While some women with PCOS are able to get pregnant without treatment, they may need help from their doctors if they want to become pregnant or avoid future health problems associated with PCOS (like diabetes).

How common is PCOS/hirsutism?

You may be wondering how common PCOS is. The answer depends on the source. According to the National Institutes of Health (NIH), 1 in 10 women in the United States have PCOS, which is more common in women of South Asian and Middle Eastern descent than other ethnicities. If you have a family history of PCOS and are overweight or obese, you are more likely to develop this condition as well.

What causes PCOS/hirsutism?

PCOS is a hormonal disorder that affects women in their reproductive years. The main cause of PCOS is an imbalance between the hormones estrogen and progesterone. This imbalance leads to an increase in male hormones (androgens), which causes characteristic symptoms like acne, excess hair growth on your face or body, and irregular periods.

Insulin resistance is often considered the main cause of PCOS because it leads to high blood sugar levels that can trigger problems with ovulation and fertility issues. Insulin resistance often goes hand-in-hand with other health problems such as obesity or high blood pressure–both risk factors for developing type 2 diabetes mellitus (T2DM).

Is there a cure for hirsutism?

There is no cure for PCOS. Hirsutism is a symptom of the condition and can be managed, but not cured.

In some cases, hirsutism responds favorably to medication and/or laser hair removal. However, it may take several months or even years before you start to see results.

What are the symptoms of PCOS/hirsutism in men and women?

The symptoms of PCOS/hirsutism in men and women include:

  • menstrual irregularities
  • acne
  • weight gain
  • hair growth on the face, chest, stomach and back (for women) or chest and back (for men)
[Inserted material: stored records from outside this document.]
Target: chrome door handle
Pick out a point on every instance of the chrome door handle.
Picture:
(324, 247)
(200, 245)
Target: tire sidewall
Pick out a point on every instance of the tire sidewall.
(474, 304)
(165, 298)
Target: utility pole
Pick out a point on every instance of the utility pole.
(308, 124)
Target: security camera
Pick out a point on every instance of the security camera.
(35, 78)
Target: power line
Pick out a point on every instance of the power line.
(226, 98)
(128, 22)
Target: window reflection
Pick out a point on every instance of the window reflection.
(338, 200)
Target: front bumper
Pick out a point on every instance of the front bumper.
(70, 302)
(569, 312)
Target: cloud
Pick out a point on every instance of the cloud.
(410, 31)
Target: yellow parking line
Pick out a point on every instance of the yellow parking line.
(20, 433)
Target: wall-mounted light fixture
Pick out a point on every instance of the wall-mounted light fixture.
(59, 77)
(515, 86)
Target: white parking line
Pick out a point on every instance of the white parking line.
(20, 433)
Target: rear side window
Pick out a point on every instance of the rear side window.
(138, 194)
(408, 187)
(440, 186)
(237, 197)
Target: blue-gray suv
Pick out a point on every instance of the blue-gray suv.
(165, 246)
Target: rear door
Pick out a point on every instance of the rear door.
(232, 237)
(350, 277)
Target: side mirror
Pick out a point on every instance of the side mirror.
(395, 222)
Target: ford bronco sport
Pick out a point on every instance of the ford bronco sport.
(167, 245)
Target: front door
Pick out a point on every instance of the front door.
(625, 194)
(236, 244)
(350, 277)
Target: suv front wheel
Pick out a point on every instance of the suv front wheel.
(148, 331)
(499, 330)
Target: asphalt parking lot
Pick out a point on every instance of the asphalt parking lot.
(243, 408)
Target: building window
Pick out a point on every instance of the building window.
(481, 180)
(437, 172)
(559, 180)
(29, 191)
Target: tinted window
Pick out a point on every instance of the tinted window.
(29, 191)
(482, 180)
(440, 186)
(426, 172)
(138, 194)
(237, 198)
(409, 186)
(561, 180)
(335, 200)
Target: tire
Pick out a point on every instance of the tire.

In addition to these symptoms, women with PCOS may also experience infertility as well as high blood pressure or heart disease. Men who have it can develop diabetes.

Is it possible to identify who has PCOS or hirsutism early on?

Yes, it is possible to identify who has PCOS or hirsutism early on. Early detection of these conditions is important because it can help prevent serious health problems later in life.

How can you tell if someone has PCOS?

There are several symptoms that may indicate that you have PCOS:

  • Irregular periods (or no periods)
  • Excessive hair growth on the face and body, called hirsutism
  • Acne or oily skin
Can pregnancy help reduce the symptoms of hirsutism?

Pregnancy can cause hirsutism to get worse.

The cause of hirsutism is often an imbalance in hormone levels, and pregnancy can disrupt this balance even more. In addition, as your body changes during pregnancy, it may trigger more hair growth than usual.

What are the effects of PCOS on marriage?

The effects of PCOS on marriage are far-reaching and can have a serious impact on your relationship. Some of the most common issues include:

  • Infertility. 

Women with PCOS have difficulty getting pregnant, which can make it difficult for couples to start a family. If you’re not ready to start a family yet, this may not be an issue for you–but if you want children someday and can’t conceive naturally because of your partner’s condition, then this could pose some serious problems down the line.

  • Irregular menstrual cycles or polycystic ovaries (PCO). 

Many women experience irregular menstrual cycles during their adolescence due to hormonal imbalances caused by PCOS symptoms like acne or excess body hair growth; this makes tracking ovulation difficult and increases risk for pregnancy complications such as miscarriage or preterm labor if intercourse occurs during an infertile period.* Increased risk for Type 2 diabetes mellitus (T2DM) as well as cardiovascular disease (CVD). Both conditions are associated with greater mortality rates among people living with them than those without these diseases.*


After reading this article, you should have a better understanding of what PCOS and hirsutism are. You may also be wondering if it’s possible to marry a woman with these conditions. The answer is yes! If both partners are willing to work together and find solutions for their individual needs, then they can build a strong relationship that lasts forever.